Archived-At: <http://mailarchive.ietf.org/arch/msg/tls/5dAFA5-sBrAIsy3lAIje_6Plky8>
Subject: [TLS] Prototype of TLS 1.3 records, padding, and optional headerless records
X-BeenThere: tls@ietf.org
X-Mailman-Version: 2.1.15
Precedence: list
List-Id: "This is the mailing list for the Transport Layer Security working group of the IETF." <tls.ietf.org>
List-Unsubscribe: <https://www.ietf.org/mailman/options/tls>, <mailto:tls-request@ietf.org?subject=unsubscribe>
List-Archive: <https://mailarchive.ietf.org/arch/browse/tls/>
List-Post: <mailto:tls@ietf.org>
List-Help: <mailto:tls-request@ietf.org?subject=help>
List-Subscribe: <https://www.ietf.org/mailman/listinfo/tls>, <mailto:tls-request@ietf.org?subject=subscribe>
X-List-Received-Date: Sat, 12 Dec 2015 10:29:15 -0000

Since a lot of the skepticism toward my encrypted-headers proposal
constituted worries whether the benefits are worth the implementation
cost/complexity, I decided to implement it and find out what that cost
and complexity actually is.  See this github repo:

	https://github.com/bford/nss

Here you'll find a snapshot of Mozilla NSS/NSPR, with three branches:
(a) current baseline version supporting only TLS 1.2 records; (b) a
version that adds support for the currently-specified TLS 1.3 record
format with the encrypted content-type trailer and padding within the
AEAD; and (c) a further extension to support optional "headerless"
records.  This doesn't implement all the other new stuff in TLS 1.3 such
as negotiation, 0-RTT, etc. - only the record-layer changes.

---
Observations from implementing TLS 1.3 records:

The baseline...master diff (https://github.com/bford/nss/pull/1/files)
represents the changes that appear needed to get from TLS 1.2 records to
TLS 1.3 record format, with padding of records to a constant size for
traffic analysis protection.  I set the fixed padded record length
(TLS13_PAD_FRAGMENT_LENGTH) to 256 bytes "just because", but change it
to whatever you like; I don't have any fish to fry regarding the
specific "best" value.  512 and 1024 also seem like reasonable choices,
with obvious tradeoffs between wasted bytes padding small messages
versus the bandwidth and processing overheads of fewer bytes per record.

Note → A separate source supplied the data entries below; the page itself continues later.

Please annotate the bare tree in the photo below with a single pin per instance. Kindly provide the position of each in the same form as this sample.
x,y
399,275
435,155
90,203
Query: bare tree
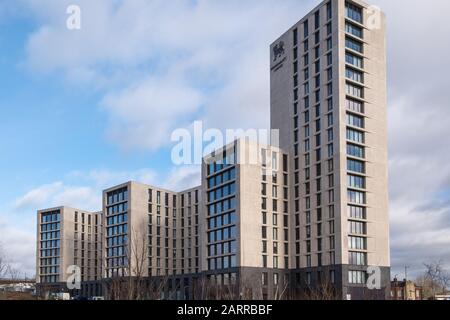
x,y
435,279
3,264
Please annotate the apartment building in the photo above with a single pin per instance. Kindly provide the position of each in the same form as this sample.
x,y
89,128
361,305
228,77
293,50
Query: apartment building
x,y
305,219
152,233
68,237
328,99
247,224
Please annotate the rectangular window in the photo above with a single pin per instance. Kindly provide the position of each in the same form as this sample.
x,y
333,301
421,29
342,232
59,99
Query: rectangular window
x,y
354,75
356,181
355,121
356,227
357,243
356,197
356,166
355,212
354,45
329,12
354,105
355,91
354,30
305,29
353,12
357,277
353,60
355,136
357,258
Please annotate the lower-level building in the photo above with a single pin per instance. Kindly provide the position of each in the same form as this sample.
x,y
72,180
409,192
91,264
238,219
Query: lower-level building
x,y
230,238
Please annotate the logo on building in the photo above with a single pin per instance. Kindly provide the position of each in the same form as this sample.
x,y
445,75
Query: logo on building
x,y
278,51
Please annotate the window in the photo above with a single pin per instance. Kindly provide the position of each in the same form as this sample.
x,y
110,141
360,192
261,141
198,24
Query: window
x,y
354,75
305,29
353,90
317,19
356,212
356,227
355,136
356,197
357,243
356,181
353,30
357,277
357,258
354,45
354,105
355,121
355,166
353,60
329,12
353,12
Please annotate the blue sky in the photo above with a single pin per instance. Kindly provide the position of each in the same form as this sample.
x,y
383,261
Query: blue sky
x,y
83,110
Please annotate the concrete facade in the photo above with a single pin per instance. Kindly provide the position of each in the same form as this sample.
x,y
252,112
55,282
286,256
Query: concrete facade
x,y
302,221
328,99
68,237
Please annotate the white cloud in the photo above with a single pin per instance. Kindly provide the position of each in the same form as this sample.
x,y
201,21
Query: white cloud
x,y
19,246
57,194
145,116
183,178
162,63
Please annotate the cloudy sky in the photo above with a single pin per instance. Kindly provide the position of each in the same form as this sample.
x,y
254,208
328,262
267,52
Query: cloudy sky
x,y
83,110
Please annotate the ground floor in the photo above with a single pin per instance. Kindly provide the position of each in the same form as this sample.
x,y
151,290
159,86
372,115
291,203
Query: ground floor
x,y
324,283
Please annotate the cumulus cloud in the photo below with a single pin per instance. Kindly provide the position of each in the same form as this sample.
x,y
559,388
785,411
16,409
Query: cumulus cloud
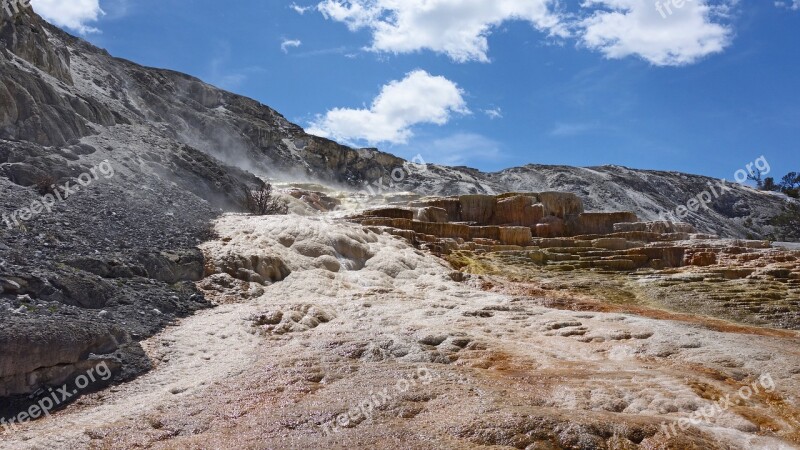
x,y
73,14
616,28
794,5
463,149
493,113
457,28
300,9
290,43
419,98
663,36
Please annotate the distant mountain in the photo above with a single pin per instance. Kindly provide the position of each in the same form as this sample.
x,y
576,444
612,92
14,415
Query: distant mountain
x,y
58,90
110,173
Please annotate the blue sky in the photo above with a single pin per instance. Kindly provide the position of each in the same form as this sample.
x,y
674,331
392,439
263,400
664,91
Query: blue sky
x,y
492,84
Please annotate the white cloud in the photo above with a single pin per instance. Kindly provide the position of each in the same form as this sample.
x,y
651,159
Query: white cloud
x,y
457,28
462,149
621,28
73,14
300,9
493,113
417,99
794,6
617,28
290,43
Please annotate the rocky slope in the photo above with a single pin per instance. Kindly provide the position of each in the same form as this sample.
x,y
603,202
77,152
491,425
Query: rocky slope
x,y
388,351
150,157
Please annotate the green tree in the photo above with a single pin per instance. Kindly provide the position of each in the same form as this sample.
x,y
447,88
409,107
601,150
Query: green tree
x,y
790,184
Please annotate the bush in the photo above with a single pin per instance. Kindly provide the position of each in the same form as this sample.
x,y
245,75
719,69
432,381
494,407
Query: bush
x,y
262,202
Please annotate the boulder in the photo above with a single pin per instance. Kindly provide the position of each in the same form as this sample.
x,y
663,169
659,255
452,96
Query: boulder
x,y
516,236
610,243
391,213
492,233
431,214
479,209
442,230
519,210
703,259
550,227
629,226
560,204
603,222
451,205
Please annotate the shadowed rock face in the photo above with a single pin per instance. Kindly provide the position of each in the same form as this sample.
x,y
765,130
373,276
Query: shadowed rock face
x,y
119,258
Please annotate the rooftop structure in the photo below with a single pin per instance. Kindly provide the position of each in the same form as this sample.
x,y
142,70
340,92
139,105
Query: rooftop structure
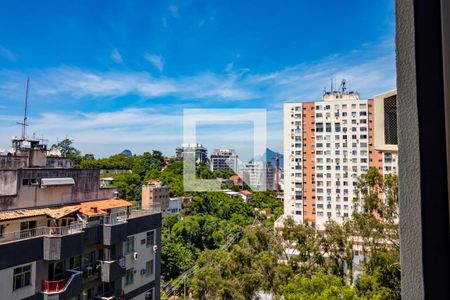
x,y
200,152
223,159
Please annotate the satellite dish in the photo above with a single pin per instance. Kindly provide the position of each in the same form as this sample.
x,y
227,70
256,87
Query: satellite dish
x,y
55,152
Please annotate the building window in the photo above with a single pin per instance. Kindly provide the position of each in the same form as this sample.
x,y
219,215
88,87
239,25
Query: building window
x,y
75,262
390,121
129,276
149,268
149,294
150,238
129,245
22,277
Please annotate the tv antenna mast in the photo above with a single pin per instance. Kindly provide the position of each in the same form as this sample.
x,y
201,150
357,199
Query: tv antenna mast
x,y
24,123
342,87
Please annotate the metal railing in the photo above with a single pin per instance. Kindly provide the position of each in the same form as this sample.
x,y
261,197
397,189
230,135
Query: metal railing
x,y
139,211
40,231
59,286
53,286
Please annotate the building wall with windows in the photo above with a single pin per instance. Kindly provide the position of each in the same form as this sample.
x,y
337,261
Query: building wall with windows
x,y
18,282
223,159
140,261
327,145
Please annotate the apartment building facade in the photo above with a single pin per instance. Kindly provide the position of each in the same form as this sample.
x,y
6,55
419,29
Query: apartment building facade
x,y
200,152
259,175
328,144
223,159
62,236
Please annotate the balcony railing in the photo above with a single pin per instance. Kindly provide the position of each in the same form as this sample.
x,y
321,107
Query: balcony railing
x,y
40,231
138,211
72,277
53,286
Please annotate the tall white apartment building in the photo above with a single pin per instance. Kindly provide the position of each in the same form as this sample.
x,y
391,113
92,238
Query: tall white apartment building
x,y
327,145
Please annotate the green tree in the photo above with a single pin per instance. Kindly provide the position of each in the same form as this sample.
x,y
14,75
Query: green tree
x,y
128,185
66,148
175,258
318,287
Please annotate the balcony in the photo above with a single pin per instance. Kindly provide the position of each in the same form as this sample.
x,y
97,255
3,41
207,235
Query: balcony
x,y
63,242
68,287
114,227
40,232
111,270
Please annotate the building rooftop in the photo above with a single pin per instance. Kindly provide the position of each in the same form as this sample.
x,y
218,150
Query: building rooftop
x,y
89,208
100,207
55,213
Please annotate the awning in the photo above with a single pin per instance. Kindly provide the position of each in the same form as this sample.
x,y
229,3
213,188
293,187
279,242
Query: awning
x,y
45,182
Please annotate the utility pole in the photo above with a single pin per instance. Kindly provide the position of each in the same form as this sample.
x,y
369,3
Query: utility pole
x,y
24,123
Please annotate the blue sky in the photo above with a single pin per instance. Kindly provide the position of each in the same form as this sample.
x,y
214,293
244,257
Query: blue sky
x,y
117,74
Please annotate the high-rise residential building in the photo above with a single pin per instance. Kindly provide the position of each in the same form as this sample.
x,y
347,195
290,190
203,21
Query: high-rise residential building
x,y
328,144
201,153
223,159
63,236
385,131
259,175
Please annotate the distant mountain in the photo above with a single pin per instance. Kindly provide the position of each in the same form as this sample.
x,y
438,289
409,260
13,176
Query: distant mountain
x,y
127,152
272,154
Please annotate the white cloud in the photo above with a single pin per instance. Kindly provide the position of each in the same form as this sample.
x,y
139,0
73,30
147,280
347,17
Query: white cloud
x,y
77,83
155,60
369,70
7,54
116,56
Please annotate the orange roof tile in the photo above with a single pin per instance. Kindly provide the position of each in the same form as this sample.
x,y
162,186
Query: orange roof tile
x,y
100,207
88,208
52,212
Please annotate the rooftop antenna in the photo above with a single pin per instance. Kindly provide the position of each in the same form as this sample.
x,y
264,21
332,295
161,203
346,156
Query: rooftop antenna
x,y
331,83
343,87
24,124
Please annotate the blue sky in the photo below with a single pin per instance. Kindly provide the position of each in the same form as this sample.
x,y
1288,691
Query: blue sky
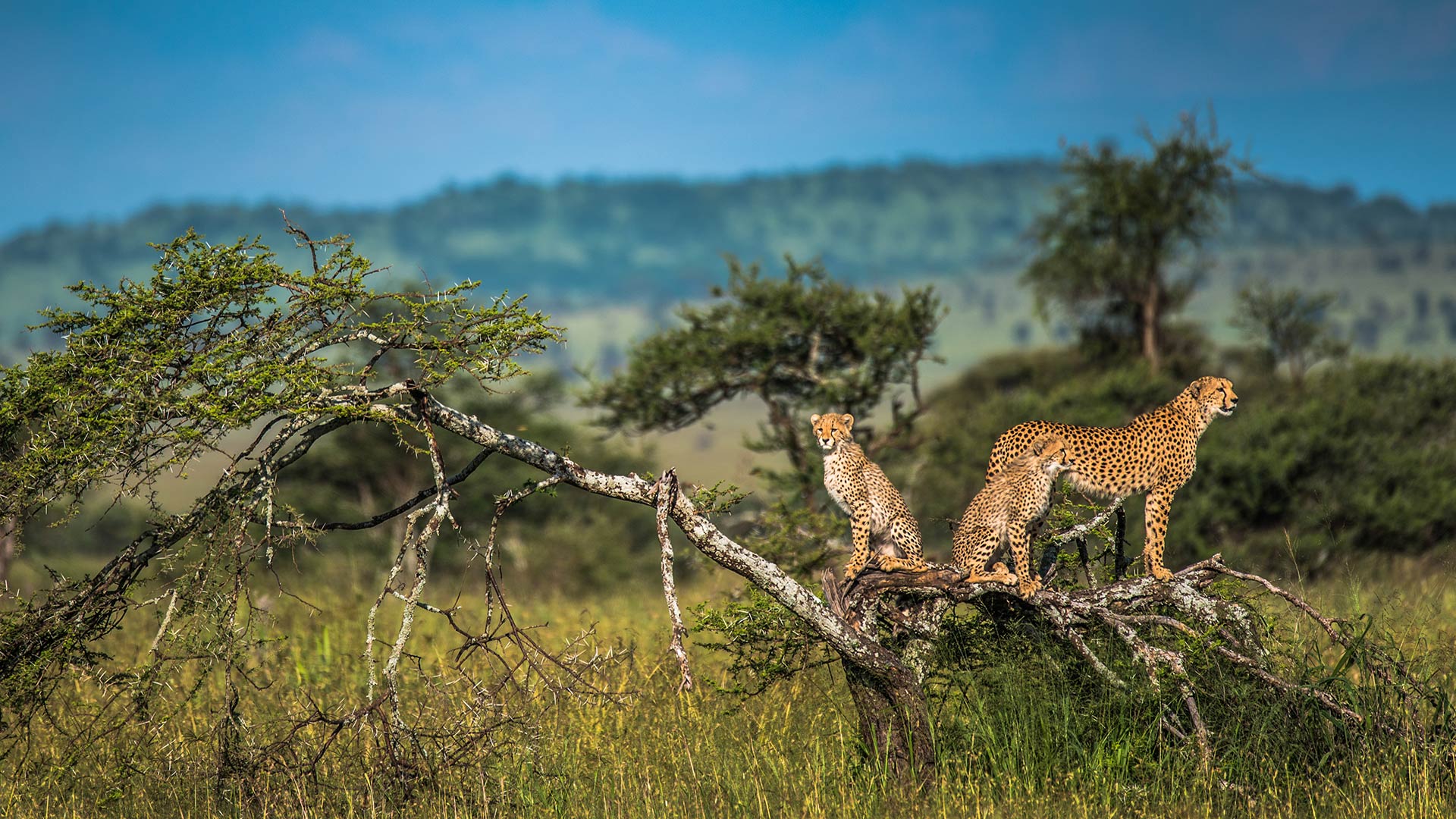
x,y
109,107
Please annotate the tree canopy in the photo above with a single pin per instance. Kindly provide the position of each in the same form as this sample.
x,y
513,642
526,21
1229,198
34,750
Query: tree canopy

Measuring implementation complexity simplistically by line count, this
diff constitutes +92-14=78 lines (92 added, 14 removed) - nothing too
serious.  Subjectively, the main implementation came from adding the
1-byte internal content-type trailer in the first place, which means
having to copy the input cleartext into the write buffer in order to
fiddle with it before passing it to the AEAD encryptor.  Thus, because
of this 1-byte content-type trailer (even with no padding), we can no
longer just encrypt directly from the caller-provided input into the
ciphertext buffer but have to copy the cleartext first, unless the AEAD
API supports scatter/gather (which NSS's doesn't and I expect most
probably won't).

This doesn't seem like a big problem to me and I definitely consider the
benefits of the encrypted content type and record padding to be worth
this minor cost.  And in practice I doubt it'll cause any actual
noticeable performance degradation because a
copy-A-to-B-then-encrypt-in-place-at-B is going to have a pretty similar
cache footprint as an encrypt-from-A-to-B.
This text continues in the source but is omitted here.